When Moustafa Stitou (Tetouan, Morocco, 1974) made his debut with Mijn Vormen (My Forms) in 1994, he was the first Dutch poet of Moroccan origin to publish a collection with a major publishing house. This might have helped a bit in raising extra attention to his work, as did the fact that he was only nineteen years old when he published it, but the most important reason for the sensation that Mijn Vormen caused, can merely be attributed to the unusual tone of voice the poet displayed in it, combined with highly original images and points of view.
A second collection of poems followed in 1998, entitled Mijn Gedichten (My poems). His third collection, Varkensroze ansichten (Pig pink picture postcards, 2003), was awarded the prestigious VSB Poetry Prize in 2004. His most recent publication is Tempel (Temple). For this collection of poems Mustafa Stitou received the Awater Poetry Prize in 2013.
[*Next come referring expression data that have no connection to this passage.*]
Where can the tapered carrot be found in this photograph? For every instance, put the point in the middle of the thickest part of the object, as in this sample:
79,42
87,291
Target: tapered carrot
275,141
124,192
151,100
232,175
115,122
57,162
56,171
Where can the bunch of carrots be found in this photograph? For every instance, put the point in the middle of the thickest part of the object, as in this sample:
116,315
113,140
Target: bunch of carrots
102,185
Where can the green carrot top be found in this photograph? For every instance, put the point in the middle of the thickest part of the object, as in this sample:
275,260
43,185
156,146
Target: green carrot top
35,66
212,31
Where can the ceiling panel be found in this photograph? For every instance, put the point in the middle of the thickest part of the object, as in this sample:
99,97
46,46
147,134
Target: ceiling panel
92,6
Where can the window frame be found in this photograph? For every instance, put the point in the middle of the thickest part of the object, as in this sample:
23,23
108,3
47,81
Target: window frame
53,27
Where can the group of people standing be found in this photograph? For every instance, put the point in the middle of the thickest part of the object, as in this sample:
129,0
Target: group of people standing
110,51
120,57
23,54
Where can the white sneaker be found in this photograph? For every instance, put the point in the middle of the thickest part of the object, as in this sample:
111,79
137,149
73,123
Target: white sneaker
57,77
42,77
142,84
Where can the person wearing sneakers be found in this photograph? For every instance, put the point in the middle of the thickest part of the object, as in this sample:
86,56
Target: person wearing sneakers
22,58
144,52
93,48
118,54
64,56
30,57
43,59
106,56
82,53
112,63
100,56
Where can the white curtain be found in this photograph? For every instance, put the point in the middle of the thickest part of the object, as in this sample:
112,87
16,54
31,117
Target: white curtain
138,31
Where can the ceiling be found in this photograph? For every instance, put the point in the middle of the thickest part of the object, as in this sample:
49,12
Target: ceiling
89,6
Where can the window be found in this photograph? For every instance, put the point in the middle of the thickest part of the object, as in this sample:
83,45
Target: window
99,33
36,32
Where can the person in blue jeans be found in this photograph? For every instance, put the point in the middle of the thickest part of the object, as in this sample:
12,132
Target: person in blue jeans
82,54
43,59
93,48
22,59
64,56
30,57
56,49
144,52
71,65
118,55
His first English-language collection Two Half Faces (Deep Vellum, 2020, translated by David Colmer) consists of a collection of poems from across Stitou’s career. Stitou brilliantly parlays his relationship with his two homelands into a chronicle of identity, producing a vital account of cultural friction in poems that range from narrative to lyrical. Humor and seriousness go hand in hand, and the everyday combines with the surreal and the sublime to form a vibrant tension. This collection charts Stitou’s progress as a poet of emotion and intellect, one who poignantly illuminates the ambiguities of cultural identities, and the intersections of our inner and outer worlds.